“Do you know who James Garfield was?”
“No ma’am.”
“Do you know who William McKinley was?”
The driver of the ambulance car carrying the body of the recently assassinated President John F. Kennedy knows neither.
“How about Abraham Lincoln?”
“He won the Civil War and abolished slavery.”
Jackie Kennedy, still in shock, turns away and closes the hatch. She looks to Bobby Kennedy (Peter Sarsgaard), sat beside her. “Tomorrow we must find all of the books accounting for Lincoln’s funeral.” As she alludes many times in Jackie, director Pablo Larraín’s titular ode to the most renowned First Lady, she has a great respect for history.
The assassination of President John F. Kennedy is one of the most notable and shocking events of the 20th century. Young, handsome and Catholic, Kennedy inspired strong fervour and contention due to his Cold War relations and subsequent quest for space. Along with his wife Jackie, the couple were regarded by the media as celebrities, being treated much in the manner of how popstars are in the present.
Born to a Wall Street broker and a socialite, Jackie Kennedy (Natalie Portman) appears uniquely predisposed to such attention. Regarded as an icon of style during and after her time as First Lady, Kennedy welcomed the public into her’s and her husband’s lives, forging a connection between the Presidential couple and American citizens. That connection soon turned to a thirst thanks to the likes of television and transparency, the Kennedys breaking down the barrier between office and public with their infamous 1962 tour of a restored White House; Jackie’s passion project.
A keen writer and reporter in her time before marriage and then a student of American History in the early years after, her love of literature and – most importantly – tradition centred her time in the White House and later life. The restoration of the White House was undertaken to regain historical pieces that had been removed from the mansion upon the departure of each successive president. Kennedy went on to coin a Congressional bill and founded a collection of trusts and committees declaring historical items property of the Smithsonian Institute, and therefore not fit for private acquisition.
Segmented between the sombre recount of President Kennedy’s death and subsequent aftermath, the televised CBS News tour shows a different Jackie: younger, more amiable, a deer caught in the headlights of the world – one that she has courted. By jarring comparison, the woman that exists following the assassination is harshly resolute and single-minded, an air of emotional detachment shrouding her person. She fixates on giving her late husband the remembrance he deserves, an unshakable drive to cement his place in both American and world history, all whilst living in paranoia of her son and daughter being taken from her along with her husband and two children.
“When something is written down, does that make it true?” Kennedy asks of the journalist (supposedly Theodore H. White of Life magazine) as he tries to lift the veil on the woman who aired her grief for the world to see. Her being interviewed is another attempt to keep her husband alive in the thoughts of her still captive audience: if a person’s name continues to be spoken, do they ever really die? In cementing the memory of President Kennedy, she is also solidifying that of herself. “You understand I will be editing this conversation,” Kennedy says. “Just in case I don’t say exactly what I mean?” The journalist complies, begrudgingly.

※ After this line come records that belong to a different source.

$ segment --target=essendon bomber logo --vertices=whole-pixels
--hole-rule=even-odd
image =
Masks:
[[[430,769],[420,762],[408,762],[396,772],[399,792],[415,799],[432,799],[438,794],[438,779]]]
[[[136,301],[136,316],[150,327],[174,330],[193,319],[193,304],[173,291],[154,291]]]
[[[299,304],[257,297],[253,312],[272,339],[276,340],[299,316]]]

As Bill Walton (Richard E. Grant) once said to Kennedy, “People need their history… They need to know real men actually lived [at the White House]. Not ghosts and storybook legends – people who faced adversity and overcame it.” But who gets to decide what is history and what is fiction? Is history not, after all, the fiction of the victor in war? In taking charge of media canon, Kennedy ensured the public perception of her husband and his presidency was largely one of her creation and not one of those intent on smearing his name.
“There won’t be another Camelot,” states Jackie of the Kennedy term in office, comparing that brief tenure to the fantasy Kingdom, one that had been snatched from her before its time. To her, this period – though marred by personal tragedy – was one of novelistic quality, a skewed narrative of which she chose to indulge.
Fiction or history, to Jackie Kennedy, legacy is all that matters.